The same applies to recognition and reward programs. Build a strong business case showing, based on proven research, how strategic recognition increases employee engagement and retention and what those numbers translate to in bottom line savings, specifically in your organization.
2) Show executives the power of your program to change corporate culture and thereby your reputation in the market. A strong reputation is a powerful contributor to customer buying decisions as well as to recruiting high potential candidates into difficult-to-fill positions.
3) Make it easy for executives to show their support. Create communications tools and mechanisms for the executive sponsor to facilitate sharing with the employees. Involve your marketing and communications teams to ensure the messages are in the proper voice. Think beyond email and posters. Consider videos, social media and other more personal methods.
Have you ever launched a program that did not achieve your goals for success? What did your executives think about the program? Or, more importantly, what did your executives do?

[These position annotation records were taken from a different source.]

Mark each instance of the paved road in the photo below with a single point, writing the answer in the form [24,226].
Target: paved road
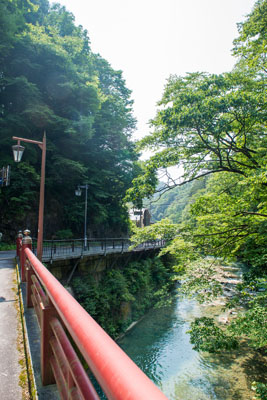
[9,355]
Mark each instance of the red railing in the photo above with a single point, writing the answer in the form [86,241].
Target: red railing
[57,312]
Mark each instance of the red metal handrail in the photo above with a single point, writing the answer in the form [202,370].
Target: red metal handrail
[117,374]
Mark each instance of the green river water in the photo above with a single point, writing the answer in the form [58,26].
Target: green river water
[160,345]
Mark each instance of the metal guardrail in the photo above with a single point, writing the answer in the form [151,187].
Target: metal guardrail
[60,315]
[57,249]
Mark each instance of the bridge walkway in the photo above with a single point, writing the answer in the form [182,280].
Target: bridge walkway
[10,369]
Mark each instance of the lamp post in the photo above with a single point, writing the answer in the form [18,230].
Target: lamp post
[18,151]
[78,192]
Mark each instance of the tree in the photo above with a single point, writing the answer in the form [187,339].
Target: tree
[50,80]
[214,126]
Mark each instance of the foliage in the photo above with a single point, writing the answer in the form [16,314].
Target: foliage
[214,127]
[139,284]
[260,389]
[50,80]
[207,336]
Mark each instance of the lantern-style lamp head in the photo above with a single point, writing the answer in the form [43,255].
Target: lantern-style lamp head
[17,152]
[78,191]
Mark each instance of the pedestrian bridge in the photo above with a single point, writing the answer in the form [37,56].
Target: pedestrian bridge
[76,248]
[66,329]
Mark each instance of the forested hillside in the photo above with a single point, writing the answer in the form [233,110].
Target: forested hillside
[51,81]
[214,127]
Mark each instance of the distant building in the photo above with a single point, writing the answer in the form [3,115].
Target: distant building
[140,217]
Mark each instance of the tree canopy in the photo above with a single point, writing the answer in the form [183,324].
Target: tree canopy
[213,127]
[51,80]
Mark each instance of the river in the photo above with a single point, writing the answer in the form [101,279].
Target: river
[160,345]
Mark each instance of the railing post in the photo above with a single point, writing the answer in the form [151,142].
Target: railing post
[26,243]
[29,273]
[47,313]
[18,242]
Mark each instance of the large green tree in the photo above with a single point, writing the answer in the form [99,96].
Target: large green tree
[50,80]
[214,127]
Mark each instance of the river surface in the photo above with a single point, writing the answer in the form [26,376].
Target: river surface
[160,345]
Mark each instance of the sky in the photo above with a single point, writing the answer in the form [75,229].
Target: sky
[151,39]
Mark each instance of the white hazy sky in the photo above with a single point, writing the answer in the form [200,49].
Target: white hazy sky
[150,39]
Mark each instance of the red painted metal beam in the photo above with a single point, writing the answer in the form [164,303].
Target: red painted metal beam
[117,374]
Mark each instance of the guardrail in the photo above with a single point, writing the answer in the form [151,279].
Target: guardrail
[60,316]
[55,249]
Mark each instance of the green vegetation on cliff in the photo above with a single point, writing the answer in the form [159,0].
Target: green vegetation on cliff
[122,296]
[51,81]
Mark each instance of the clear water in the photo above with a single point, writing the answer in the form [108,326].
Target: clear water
[160,346]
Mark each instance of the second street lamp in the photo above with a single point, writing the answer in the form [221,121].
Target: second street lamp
[78,192]
[18,151]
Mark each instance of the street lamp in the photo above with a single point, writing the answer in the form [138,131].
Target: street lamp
[18,151]
[78,192]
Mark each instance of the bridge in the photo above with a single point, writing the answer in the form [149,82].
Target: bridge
[75,248]
[68,333]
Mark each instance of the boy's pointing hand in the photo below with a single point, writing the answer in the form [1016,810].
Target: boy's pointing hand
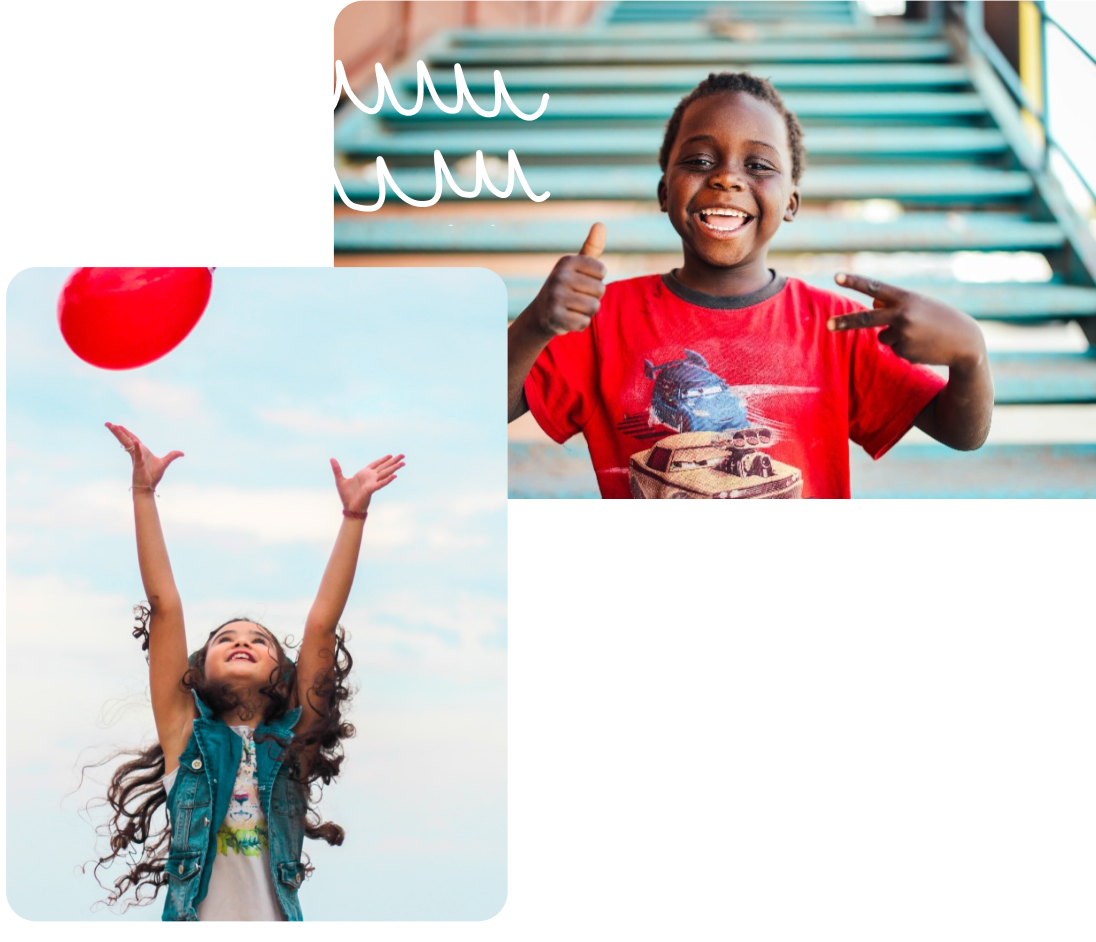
[915,327]
[573,291]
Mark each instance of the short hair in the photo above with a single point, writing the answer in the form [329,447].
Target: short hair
[761,89]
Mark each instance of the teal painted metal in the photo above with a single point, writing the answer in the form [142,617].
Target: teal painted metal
[890,113]
[654,108]
[1045,377]
[651,233]
[360,136]
[705,54]
[593,34]
[949,183]
[682,79]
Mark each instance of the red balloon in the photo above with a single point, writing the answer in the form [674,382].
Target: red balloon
[122,318]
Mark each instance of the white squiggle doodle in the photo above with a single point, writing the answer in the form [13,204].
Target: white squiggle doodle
[513,169]
[424,81]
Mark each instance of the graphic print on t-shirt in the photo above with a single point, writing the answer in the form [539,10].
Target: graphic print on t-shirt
[722,431]
[243,829]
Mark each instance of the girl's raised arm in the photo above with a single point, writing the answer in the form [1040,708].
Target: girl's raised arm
[318,647]
[172,704]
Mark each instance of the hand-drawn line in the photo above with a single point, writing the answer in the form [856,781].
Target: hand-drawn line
[424,81]
[513,169]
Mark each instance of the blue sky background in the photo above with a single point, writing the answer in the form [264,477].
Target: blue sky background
[286,369]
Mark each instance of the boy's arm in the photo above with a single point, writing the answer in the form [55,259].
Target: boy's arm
[923,330]
[567,302]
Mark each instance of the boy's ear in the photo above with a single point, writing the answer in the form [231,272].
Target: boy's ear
[789,214]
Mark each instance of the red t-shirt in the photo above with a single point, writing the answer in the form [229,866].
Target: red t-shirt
[660,360]
[680,393]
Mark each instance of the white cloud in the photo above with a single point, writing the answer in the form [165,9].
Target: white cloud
[267,515]
[167,399]
[271,515]
[310,421]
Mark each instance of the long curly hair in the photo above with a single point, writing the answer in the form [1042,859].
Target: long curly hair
[140,837]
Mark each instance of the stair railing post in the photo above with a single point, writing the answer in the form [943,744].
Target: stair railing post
[1041,7]
[975,16]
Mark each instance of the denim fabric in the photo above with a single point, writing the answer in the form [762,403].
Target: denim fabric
[198,802]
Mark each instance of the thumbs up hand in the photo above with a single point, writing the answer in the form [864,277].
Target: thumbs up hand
[572,293]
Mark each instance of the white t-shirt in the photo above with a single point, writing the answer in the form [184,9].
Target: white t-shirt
[241,886]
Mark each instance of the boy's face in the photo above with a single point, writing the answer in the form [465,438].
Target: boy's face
[731,155]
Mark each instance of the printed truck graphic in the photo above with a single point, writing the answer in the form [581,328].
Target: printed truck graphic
[712,464]
[688,397]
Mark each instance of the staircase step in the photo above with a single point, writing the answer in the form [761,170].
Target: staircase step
[361,136]
[594,34]
[714,54]
[650,233]
[632,106]
[1009,302]
[935,183]
[682,79]
[1043,377]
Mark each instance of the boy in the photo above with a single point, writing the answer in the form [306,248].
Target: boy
[726,623]
[725,342]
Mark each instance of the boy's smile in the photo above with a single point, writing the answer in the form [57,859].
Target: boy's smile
[727,189]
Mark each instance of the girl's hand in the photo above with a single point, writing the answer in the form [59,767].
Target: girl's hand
[355,491]
[916,328]
[148,469]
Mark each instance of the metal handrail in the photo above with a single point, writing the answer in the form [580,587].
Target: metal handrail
[971,14]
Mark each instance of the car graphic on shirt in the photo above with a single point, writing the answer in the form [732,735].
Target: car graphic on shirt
[712,464]
[688,397]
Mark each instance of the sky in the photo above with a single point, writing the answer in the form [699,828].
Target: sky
[286,369]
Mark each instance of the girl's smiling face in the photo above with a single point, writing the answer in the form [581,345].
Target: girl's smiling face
[728,182]
[241,653]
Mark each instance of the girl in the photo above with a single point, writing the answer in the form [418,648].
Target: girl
[242,731]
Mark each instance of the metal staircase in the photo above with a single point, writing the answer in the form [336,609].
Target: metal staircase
[915,152]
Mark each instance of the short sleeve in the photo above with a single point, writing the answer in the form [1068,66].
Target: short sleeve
[886,393]
[561,384]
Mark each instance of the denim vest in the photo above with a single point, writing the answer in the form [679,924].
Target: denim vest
[198,802]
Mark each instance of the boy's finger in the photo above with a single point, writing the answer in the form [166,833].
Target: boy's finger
[874,317]
[588,284]
[595,241]
[870,286]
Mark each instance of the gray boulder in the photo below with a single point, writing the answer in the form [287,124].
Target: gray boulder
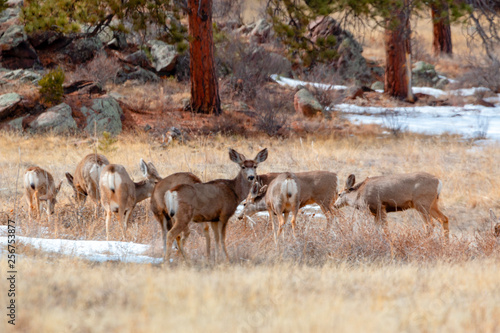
[261,32]
[164,56]
[104,116]
[16,124]
[12,37]
[83,49]
[119,41]
[349,62]
[305,103]
[8,104]
[377,85]
[57,119]
[425,75]
[10,13]
[138,58]
[22,75]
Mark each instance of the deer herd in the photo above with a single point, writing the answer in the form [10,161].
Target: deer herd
[182,198]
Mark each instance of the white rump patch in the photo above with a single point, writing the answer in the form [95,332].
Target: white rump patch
[440,186]
[30,179]
[171,202]
[113,180]
[95,172]
[289,188]
[113,206]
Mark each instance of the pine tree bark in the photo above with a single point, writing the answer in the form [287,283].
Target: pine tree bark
[398,55]
[204,86]
[441,42]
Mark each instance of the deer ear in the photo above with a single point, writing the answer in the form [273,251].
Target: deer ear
[58,188]
[70,179]
[235,156]
[261,156]
[351,180]
[255,189]
[263,190]
[153,172]
[144,168]
[492,215]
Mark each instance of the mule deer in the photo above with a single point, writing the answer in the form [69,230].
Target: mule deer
[281,197]
[214,201]
[85,183]
[39,186]
[318,187]
[159,207]
[393,193]
[494,219]
[119,194]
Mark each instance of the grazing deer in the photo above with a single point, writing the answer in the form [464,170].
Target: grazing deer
[214,201]
[160,212]
[318,187]
[39,186]
[494,219]
[393,193]
[119,194]
[281,197]
[86,181]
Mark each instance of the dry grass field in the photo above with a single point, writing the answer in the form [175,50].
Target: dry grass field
[347,277]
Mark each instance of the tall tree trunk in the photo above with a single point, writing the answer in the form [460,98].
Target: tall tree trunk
[441,42]
[397,55]
[204,86]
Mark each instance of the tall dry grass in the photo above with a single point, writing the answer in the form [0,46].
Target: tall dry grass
[58,294]
[348,276]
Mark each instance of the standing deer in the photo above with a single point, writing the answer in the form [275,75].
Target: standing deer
[39,186]
[119,194]
[281,197]
[394,193]
[214,201]
[494,219]
[159,207]
[86,181]
[318,187]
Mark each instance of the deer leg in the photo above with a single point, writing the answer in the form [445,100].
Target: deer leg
[438,215]
[38,205]
[207,239]
[284,218]
[29,199]
[271,219]
[428,225]
[171,236]
[181,243]
[215,229]
[328,214]
[164,236]
[222,228]
[126,217]
[108,219]
[294,219]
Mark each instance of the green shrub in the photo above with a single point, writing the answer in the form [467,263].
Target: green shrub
[106,143]
[51,88]
[3,5]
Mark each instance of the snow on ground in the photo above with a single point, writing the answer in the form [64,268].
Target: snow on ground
[91,250]
[470,121]
[101,251]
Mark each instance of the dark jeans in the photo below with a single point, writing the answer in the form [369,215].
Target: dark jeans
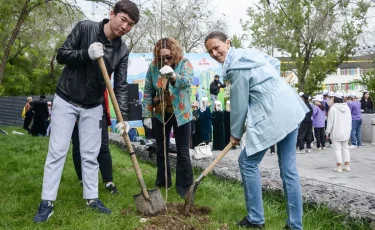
[304,134]
[320,137]
[104,157]
[184,171]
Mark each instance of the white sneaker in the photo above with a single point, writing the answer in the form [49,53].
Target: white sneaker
[338,169]
[301,151]
[346,168]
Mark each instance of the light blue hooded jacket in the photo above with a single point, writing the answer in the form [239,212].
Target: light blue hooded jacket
[273,109]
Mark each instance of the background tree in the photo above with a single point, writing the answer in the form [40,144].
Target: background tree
[318,35]
[31,67]
[188,21]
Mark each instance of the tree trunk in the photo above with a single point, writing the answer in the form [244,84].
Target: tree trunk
[53,66]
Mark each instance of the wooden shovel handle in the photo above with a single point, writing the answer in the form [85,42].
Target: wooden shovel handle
[217,159]
[125,136]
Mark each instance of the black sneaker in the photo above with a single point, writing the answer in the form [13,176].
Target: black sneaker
[111,188]
[45,211]
[97,205]
[246,224]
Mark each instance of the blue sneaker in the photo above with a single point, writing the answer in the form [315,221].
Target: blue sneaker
[97,205]
[45,211]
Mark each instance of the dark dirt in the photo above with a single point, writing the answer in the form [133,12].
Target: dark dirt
[175,220]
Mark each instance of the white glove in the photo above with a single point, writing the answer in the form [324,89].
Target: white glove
[122,127]
[96,50]
[148,122]
[168,71]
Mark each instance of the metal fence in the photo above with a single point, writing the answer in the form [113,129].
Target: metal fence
[11,109]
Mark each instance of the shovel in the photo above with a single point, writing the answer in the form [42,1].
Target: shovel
[189,198]
[148,202]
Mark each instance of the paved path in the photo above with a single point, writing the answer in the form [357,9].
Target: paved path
[319,165]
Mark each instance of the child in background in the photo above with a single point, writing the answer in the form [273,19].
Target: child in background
[339,124]
[319,113]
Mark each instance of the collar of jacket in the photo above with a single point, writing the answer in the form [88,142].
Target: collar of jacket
[227,61]
[103,39]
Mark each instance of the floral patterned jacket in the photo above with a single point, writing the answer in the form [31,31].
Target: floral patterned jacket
[179,92]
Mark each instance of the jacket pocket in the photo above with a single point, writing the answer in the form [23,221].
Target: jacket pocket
[261,129]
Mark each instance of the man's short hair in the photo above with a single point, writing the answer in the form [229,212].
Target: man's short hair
[129,8]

As Globoforce’s Head of Strategic Consulting, Derek Irvine is an internationally minded management professional with over 20 years of experience helping global companies set a higher ambition for global strategic employee recognition, leading workshops, strategy meetings and industry sessions around the world. His articles on fostering and managing a culture of appreciation through strategic recognition have been published in Businessweek, Workspan and HR Management. Derek splits his time between Dublin and Boston. Follow Derek on Twitter at @DerekIrvine.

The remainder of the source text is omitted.